Éducatrice de métier, son travail dans les écoles lui permet de profiter à temps complet de sa passion pendant la saison estivale. Ce n’est donc pas son premier été à courir les concours, mais cette année, elle se dit particulièrement « énervée », parce qu’elle s’est équipée d’une remorque qui inclut la roulotte, l’espace de vie de la cavalière, à l’avant et l’espace pour les chevaux à l’arrière. « C’est « pu » le même trip pantoute. C’est le gros luxe », dit Catherine avec entrain.

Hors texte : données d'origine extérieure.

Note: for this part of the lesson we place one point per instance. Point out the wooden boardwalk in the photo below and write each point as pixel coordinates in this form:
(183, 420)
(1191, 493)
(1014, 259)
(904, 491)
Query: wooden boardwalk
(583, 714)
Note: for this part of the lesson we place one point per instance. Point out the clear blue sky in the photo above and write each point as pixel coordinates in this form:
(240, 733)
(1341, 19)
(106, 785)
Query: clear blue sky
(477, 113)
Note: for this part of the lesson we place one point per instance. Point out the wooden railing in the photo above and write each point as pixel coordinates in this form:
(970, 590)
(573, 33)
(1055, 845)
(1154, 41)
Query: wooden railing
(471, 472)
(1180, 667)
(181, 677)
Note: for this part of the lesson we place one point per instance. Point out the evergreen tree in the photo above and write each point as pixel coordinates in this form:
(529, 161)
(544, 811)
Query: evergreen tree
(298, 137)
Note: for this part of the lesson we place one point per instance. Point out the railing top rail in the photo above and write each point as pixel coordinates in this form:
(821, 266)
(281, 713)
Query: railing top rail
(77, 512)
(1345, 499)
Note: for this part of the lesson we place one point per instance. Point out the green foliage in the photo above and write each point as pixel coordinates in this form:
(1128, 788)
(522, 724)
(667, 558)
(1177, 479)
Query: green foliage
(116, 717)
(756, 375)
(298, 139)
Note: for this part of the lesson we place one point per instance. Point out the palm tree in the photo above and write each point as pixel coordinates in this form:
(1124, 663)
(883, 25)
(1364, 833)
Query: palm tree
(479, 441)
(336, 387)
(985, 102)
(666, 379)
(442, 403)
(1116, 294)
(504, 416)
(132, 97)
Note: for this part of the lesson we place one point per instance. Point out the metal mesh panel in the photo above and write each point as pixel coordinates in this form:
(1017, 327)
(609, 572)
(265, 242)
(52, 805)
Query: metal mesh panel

Entre chaque compétition, Catherine reviendra au bercail pour donner des cours et entraîner ses chevaux.
Quand GRAFFICI a demandé à Catherine combien d’heures elle consacre à sa passion chaque jour, elle s’est mise à rire. « Je peux pas les compter! Pour te donner une idée de mon horaire d’une journée, je me lève à 5h30 pour nourrir et soigner les chevaux. Ensuite, je dois « rider » mes deux chevaux de compétition et ceux que j’ai en pension. Ensuite je donne mes cours et je passe mes soirées ici jusqu’à 9 heures, 9 heures et demi… Mais moi je trippe. Je ne suis pas ici à dire « ben là faut que ça finisse ». Jaime ça! C’est vraiment ici que je me sens le mieux », conclut-elle.